Cortana can no longer identify the music you hear in Windows 10 because of the death of Groove

At the beginning of October 2017 Microsoft threw in the towel with its streaming music service, Microsoft Groove was dead and instead the company recommended you to move to Spotify and export your music.

Once it arrived on December 31, 2017 Groove would stop working completely and you could only play the music you had downloaded. Now, what Microsoft strangely forgot to mention in all this, is that Cortana would lose a role in the process.

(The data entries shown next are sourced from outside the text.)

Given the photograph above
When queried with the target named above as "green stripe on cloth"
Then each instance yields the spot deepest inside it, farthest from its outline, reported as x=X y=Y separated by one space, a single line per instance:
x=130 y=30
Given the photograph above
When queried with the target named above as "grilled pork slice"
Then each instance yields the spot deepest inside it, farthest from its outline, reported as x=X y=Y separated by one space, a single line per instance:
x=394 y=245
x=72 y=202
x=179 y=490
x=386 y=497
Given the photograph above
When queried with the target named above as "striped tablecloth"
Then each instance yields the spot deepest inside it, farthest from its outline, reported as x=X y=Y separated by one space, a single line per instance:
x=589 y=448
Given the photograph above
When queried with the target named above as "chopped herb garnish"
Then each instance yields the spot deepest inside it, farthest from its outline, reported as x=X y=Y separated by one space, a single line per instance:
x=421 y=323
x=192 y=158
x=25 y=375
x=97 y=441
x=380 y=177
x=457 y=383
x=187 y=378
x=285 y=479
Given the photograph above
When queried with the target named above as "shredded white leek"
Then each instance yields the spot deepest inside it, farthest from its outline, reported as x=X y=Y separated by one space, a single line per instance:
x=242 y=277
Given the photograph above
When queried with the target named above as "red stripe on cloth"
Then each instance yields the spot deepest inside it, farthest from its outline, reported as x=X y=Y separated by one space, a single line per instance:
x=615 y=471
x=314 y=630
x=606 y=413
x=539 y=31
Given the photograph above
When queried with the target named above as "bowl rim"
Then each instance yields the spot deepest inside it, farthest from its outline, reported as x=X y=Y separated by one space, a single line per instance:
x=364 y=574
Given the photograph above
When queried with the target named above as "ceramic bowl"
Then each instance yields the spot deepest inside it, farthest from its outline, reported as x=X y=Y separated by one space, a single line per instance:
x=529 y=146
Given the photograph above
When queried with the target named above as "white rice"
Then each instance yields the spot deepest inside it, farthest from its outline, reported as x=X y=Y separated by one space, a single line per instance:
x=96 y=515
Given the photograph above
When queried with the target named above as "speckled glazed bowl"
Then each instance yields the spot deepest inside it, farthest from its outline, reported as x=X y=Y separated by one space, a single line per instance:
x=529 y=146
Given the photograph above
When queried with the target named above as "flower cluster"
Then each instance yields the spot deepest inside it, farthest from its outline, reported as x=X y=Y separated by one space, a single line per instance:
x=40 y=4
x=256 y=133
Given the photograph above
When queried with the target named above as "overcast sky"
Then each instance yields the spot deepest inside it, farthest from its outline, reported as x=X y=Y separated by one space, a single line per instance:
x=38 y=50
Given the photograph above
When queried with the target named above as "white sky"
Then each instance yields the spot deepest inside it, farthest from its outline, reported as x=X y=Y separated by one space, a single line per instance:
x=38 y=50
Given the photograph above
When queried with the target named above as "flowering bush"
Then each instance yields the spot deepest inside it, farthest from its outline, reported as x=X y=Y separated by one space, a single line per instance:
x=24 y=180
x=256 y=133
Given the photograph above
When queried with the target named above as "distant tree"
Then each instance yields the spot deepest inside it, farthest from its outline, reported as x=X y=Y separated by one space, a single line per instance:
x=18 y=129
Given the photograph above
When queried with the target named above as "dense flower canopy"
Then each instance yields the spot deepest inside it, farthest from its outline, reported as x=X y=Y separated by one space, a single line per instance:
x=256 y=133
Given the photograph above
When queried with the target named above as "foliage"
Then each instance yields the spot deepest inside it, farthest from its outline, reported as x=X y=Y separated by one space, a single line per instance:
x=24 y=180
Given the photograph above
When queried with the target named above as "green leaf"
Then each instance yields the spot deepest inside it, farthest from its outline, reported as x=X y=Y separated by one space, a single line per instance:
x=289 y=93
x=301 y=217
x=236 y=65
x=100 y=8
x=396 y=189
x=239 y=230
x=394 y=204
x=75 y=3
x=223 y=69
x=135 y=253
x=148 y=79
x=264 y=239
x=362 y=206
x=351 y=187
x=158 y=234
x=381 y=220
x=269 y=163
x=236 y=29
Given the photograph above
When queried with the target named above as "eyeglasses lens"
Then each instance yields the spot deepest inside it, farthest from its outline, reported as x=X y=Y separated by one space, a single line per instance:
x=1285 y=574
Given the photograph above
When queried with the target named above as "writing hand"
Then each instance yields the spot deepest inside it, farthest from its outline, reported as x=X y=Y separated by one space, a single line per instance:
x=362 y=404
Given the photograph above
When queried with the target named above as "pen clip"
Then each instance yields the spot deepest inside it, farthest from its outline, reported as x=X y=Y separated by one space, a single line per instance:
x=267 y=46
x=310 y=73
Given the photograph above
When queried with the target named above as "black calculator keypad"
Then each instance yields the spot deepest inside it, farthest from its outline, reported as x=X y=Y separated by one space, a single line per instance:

With the death of Groove dies a feature of Microsoft’s virtual assistant that perhaps not many people used, but that has run out of alternative : the ability to identify the song that is heard in the background through the Cortana menu.

Cortana’s song recognition capabilities were added for the first time in 2014, it worked basically like Shazam : click on an icon, Cortana listened and told you the name of the song that sounded, it also offered a link to see the album in the store of Microsoft if you wanted to buy it.

The problem now is that as Groove has died and there is no music store, the function has been completely withdrawn. Now instead you will see a subtle message that indicates that the song has not been recognized and that the service has been removed.

Jason Deakins, a Microsoft software engineer working with Cortana, has confirmed that, in effect, with the closure of Groove, Cortana’s music recognition service has been removed. And since the same Shazam (which is now owned by Apple) is no longer in the Microsoft Store despite having a universal app for a good time, there are basically no alternatives for this on the desktop.